Even insinuations of rape from men towards women in fiction is now frowned upon or highly dissuaded in fictional media, even if the depiction is steeped in realism or used to tell a compelling story.

The only time it seems someone can get away with rape in fiction these days is when a woman is involved and it's sort of a rape-fantasy scenario like in Outlander. For instance, in the show the main female character is gang-raped, but not in a typically humiliating and violent manner like in real life, where most women die from blood-loss or the trauma caused by vaginal tearing (something that happens often during war-rapes). Instead, the character is simply tied up and each man has his way with her -- it's somewhat gratuitous but nothing like one particularly shocking sequence at the end of the film Street Heart, which certainly captured a more realistic scenario involving men having their way with a woman, which left the character emotionally and mentally broken.

The scenes and scenarios in Outlander are all too fantasized, like when the daughter was raped by the pirate; it was just a few ear-whispers and a couple of gentle-caressing moments away from coming straight out of a romance novel.

But the gay rape sequence of Jaime was altogether something else. You could tell this was some deep female fetishizing come to life.

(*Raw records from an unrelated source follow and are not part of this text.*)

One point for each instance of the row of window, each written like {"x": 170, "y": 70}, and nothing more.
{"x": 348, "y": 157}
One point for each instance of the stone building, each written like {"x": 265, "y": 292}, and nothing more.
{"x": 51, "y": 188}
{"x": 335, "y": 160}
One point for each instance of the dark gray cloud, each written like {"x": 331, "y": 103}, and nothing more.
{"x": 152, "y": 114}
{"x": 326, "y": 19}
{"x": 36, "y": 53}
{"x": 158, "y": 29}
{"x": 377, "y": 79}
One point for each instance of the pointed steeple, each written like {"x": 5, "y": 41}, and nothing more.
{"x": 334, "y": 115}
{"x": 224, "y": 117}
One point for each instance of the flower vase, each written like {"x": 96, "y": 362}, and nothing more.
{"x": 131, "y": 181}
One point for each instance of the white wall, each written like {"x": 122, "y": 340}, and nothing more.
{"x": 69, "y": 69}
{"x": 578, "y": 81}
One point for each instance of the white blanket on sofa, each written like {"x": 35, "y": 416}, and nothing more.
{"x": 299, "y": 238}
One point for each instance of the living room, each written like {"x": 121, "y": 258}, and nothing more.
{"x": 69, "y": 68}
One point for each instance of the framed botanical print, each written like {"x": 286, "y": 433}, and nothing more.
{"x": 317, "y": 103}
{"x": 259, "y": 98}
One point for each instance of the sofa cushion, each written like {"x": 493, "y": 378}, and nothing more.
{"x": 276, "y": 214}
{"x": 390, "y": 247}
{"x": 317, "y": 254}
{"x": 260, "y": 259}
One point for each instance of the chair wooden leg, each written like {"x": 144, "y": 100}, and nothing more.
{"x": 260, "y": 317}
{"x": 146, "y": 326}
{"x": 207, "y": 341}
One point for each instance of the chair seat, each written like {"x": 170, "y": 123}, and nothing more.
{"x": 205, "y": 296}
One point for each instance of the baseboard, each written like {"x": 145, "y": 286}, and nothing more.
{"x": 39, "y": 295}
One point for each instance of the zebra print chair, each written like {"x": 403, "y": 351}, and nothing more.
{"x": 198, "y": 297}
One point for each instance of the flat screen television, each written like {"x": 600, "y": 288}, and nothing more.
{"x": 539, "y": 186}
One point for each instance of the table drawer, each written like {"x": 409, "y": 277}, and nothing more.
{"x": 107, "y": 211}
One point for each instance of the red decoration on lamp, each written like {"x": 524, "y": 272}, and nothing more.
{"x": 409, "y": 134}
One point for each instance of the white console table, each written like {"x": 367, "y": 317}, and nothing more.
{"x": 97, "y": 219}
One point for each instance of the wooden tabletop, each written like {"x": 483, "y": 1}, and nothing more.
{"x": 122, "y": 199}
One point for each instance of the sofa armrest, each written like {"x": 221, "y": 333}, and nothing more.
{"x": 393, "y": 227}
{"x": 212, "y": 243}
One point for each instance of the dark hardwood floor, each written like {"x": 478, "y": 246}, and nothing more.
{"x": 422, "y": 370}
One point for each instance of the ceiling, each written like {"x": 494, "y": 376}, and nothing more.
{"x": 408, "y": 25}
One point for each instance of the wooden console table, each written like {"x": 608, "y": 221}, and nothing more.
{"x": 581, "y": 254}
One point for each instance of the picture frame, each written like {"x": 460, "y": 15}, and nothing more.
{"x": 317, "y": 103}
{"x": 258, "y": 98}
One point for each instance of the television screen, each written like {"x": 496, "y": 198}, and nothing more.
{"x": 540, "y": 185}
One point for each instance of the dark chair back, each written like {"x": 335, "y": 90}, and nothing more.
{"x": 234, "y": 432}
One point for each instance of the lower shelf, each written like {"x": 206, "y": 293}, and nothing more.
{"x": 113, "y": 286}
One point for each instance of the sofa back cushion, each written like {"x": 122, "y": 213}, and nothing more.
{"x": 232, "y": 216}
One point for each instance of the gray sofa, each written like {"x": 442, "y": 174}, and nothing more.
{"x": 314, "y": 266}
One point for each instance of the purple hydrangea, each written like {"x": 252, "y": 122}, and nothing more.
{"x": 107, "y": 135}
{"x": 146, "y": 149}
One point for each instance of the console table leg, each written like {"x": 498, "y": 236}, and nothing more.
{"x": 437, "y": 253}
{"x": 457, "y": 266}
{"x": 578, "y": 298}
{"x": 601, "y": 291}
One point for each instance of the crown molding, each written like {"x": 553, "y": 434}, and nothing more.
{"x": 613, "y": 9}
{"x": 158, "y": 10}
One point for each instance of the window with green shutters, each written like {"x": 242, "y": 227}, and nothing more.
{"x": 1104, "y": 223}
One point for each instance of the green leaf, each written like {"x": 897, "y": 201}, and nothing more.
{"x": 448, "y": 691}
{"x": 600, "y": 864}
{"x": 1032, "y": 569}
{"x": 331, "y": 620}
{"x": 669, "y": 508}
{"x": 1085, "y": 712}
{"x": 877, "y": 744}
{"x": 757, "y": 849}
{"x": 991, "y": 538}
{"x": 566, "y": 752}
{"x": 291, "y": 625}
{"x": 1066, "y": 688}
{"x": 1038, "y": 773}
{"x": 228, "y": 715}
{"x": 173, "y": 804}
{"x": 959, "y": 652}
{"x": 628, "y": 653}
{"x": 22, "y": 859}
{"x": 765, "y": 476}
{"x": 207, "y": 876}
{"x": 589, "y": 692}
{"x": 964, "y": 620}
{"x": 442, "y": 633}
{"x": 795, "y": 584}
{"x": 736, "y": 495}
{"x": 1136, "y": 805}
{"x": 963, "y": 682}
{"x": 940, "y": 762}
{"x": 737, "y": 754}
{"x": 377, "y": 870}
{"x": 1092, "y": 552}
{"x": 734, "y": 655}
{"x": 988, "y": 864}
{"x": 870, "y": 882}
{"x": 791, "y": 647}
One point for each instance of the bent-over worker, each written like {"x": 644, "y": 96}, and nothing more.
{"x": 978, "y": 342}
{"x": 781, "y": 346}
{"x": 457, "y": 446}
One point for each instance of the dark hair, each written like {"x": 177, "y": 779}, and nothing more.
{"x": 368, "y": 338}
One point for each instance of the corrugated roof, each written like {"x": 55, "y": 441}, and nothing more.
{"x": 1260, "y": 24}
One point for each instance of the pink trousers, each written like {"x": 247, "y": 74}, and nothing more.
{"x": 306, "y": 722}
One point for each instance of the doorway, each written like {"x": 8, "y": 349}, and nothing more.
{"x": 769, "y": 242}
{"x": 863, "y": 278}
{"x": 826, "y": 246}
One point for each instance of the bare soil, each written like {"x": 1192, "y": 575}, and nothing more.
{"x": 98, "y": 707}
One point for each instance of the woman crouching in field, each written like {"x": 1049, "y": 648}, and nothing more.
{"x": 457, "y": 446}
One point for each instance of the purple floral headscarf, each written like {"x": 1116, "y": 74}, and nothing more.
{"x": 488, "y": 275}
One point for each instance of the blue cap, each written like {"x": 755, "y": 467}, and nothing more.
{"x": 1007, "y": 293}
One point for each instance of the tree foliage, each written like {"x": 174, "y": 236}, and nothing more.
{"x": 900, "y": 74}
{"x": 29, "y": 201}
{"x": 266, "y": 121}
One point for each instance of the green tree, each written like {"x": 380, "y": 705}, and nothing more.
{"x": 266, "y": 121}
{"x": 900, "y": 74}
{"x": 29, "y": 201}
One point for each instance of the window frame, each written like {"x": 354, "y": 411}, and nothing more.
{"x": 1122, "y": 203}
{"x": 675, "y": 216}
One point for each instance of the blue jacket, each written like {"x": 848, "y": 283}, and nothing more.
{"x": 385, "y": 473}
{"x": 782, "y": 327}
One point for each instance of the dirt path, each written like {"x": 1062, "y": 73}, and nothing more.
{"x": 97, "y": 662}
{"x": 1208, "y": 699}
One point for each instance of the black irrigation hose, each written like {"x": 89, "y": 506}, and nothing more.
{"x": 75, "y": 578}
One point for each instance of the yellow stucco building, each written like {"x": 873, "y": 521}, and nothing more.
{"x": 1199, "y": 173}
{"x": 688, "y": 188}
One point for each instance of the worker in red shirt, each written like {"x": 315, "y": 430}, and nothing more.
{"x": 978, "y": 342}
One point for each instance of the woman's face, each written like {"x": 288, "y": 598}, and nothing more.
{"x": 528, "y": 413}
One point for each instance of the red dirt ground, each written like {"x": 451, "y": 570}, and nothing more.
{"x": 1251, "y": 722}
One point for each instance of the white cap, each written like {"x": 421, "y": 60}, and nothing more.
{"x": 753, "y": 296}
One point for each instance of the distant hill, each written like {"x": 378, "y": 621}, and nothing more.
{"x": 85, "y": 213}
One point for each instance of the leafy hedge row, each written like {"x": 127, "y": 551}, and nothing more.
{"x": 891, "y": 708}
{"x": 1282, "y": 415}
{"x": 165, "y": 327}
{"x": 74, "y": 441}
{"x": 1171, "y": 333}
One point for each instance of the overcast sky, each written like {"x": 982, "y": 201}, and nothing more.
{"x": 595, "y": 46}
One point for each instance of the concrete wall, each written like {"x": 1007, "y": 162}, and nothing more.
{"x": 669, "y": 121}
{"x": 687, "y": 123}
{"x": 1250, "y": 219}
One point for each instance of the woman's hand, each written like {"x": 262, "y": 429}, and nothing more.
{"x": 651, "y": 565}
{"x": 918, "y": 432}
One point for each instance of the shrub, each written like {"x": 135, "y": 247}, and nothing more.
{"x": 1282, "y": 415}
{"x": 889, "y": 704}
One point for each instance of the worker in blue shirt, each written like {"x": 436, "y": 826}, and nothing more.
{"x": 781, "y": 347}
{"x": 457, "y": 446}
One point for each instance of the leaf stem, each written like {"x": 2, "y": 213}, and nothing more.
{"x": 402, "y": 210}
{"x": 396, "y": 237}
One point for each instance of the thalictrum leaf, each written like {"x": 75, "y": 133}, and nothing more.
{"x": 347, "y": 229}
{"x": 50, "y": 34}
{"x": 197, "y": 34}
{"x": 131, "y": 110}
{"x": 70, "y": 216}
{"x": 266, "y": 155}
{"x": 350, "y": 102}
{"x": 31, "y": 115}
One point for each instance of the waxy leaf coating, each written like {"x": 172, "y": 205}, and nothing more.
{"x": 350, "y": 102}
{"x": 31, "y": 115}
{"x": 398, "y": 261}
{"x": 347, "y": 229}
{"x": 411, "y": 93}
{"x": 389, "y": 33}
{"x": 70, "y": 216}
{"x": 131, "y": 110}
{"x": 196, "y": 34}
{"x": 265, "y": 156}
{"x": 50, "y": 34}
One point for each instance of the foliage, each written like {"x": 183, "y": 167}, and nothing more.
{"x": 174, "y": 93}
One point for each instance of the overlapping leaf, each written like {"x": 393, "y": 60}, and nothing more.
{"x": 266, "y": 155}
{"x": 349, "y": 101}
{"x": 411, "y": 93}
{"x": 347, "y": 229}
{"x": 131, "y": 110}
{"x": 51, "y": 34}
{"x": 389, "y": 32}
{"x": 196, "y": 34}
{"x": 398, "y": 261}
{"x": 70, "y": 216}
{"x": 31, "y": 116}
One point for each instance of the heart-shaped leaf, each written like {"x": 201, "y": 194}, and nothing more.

And you're right that Hollyweird and all the degenerates that stockpile across the interwebs (though hilariously enough YouTube automatically shadowbans your comments if you even dare to call a member of the Rainbow Reich a "degenerate") flocked to and praised the scene even though it was highly unrealistic, disgusting, and debased.

I suppose it fits with the saying: the only standards the Left have are double standards.